Upon searching for past (yet recent) theses within the SCAD eCollection, I began the search with direct keywords from my initial topic: Maximizing Team Dynamics: Matching Creative Personalities Toward Achieving Efficient Processes and Potentially Innovative Solutions.
The most obvious realization was, “Oops, I seriously need to specify my topic.” As of today, “efficient processes” and “potentially innovative solutions” could mean anything. Perhaps, I need to narrow my focus to an actual design team with a given size, specific field (graphic design) and intention. After all, what’s my intention? This is a question that I’m still mulling over, while retaining the vision that I have for graphically executing it.
In all fairness, I’m an entire quarter away until I need to approach the review board. In other words, I’ve come to expect this part of the phase in the process, before the quarter began. However, I did act upon awareness and began by creating a working list of keywords that expand upon my initial search entries, which were: “managing creative teams,” “team dynamics,” and “user experience” – the latter of which, results in too many search results.

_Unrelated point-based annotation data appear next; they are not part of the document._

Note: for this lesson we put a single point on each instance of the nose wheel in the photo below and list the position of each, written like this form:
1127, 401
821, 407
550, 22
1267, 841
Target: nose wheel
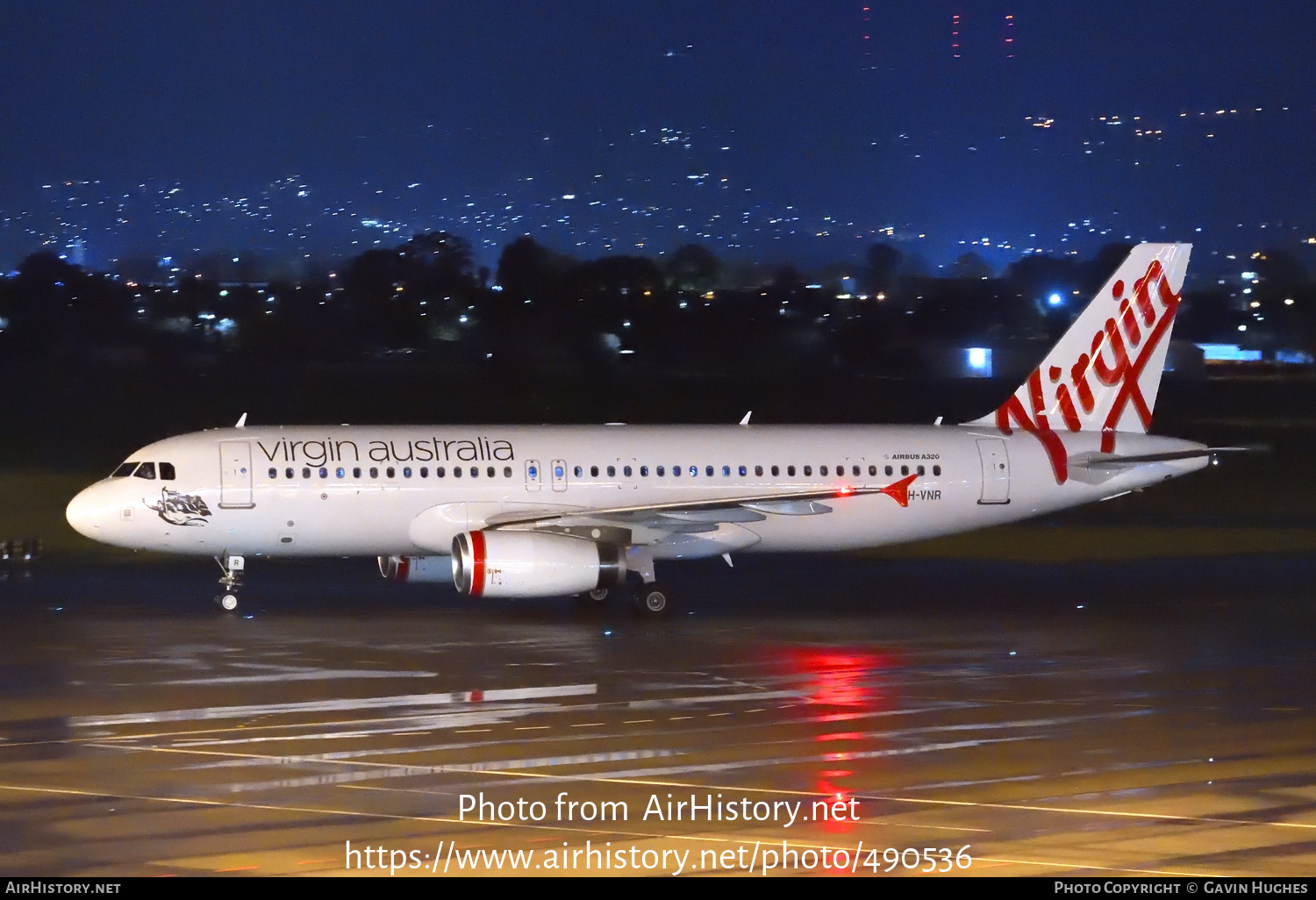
233, 568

Altogether, I downloaded fifteen different theses to review – one of which I had already become familiar with: Dustin Larimer’s Exploring Opportunities For Technological Innovation and Reconfiguration in the Local Food Sector. Larimer’s topic caught my attention last year, while contemplating whether or not I should pursue the agriculture and whole foods sector. Alas, I pressed on. I decided to choose two theses that best matched my initial topic.
The first choice is Tonya Miller’s The Participatory Design Process as a Means of Promoting a Culture of Sustainability: A Toolkit for Designing Sustainable Workplace Environments, in pursuit of a MFA in Interior Design. Miller’s thesis is 164 pages, complete with five different case studies. Miller’s topic is closely related to my own concept, as the term “toolkit” caught my attention with the preconceived idea of developing a GUI for social mapping software. In other words, like Miller, I’ve been exploring if it’s both relevant and possible to measure intangible components that relate to team dynamics. If possible to accurately track, what can these components tell us about ourselves as individuals within a design team, and about our design team dynamics.
Miller’s thesis statement is, “The purpose of this thesis is to demonstrate how a participatory design process and the application of a systemic stakeholder framework can support the development of an environmentally-sustainable organizational culture and facilitate a mutually beneficial relationship between occupants and sustainable workplace environments.”
The abstract explains a similar approach to my own, focused on a participatory design process, organizational leadership and sustainability. Miller begins with a book that I’m also rather familiar with, McDonough and Braungart’s Cradle to Cradle, highlighting the concept of downcycling. The downside to this thesis (because we are graphic designers) is that the formatting for her abstract is center-justitfied? Thus far, I feel that I’m off to a good start.
The second choice didn’t arrive as easily, competing with the remaining fourteen options. I decided to choose those closely related to what I had in mind, beginning with Amie Calisti’s thesis, Knowledge as an event: Dialogic Interaction Between Physical Experiences and Congnitive Understanding.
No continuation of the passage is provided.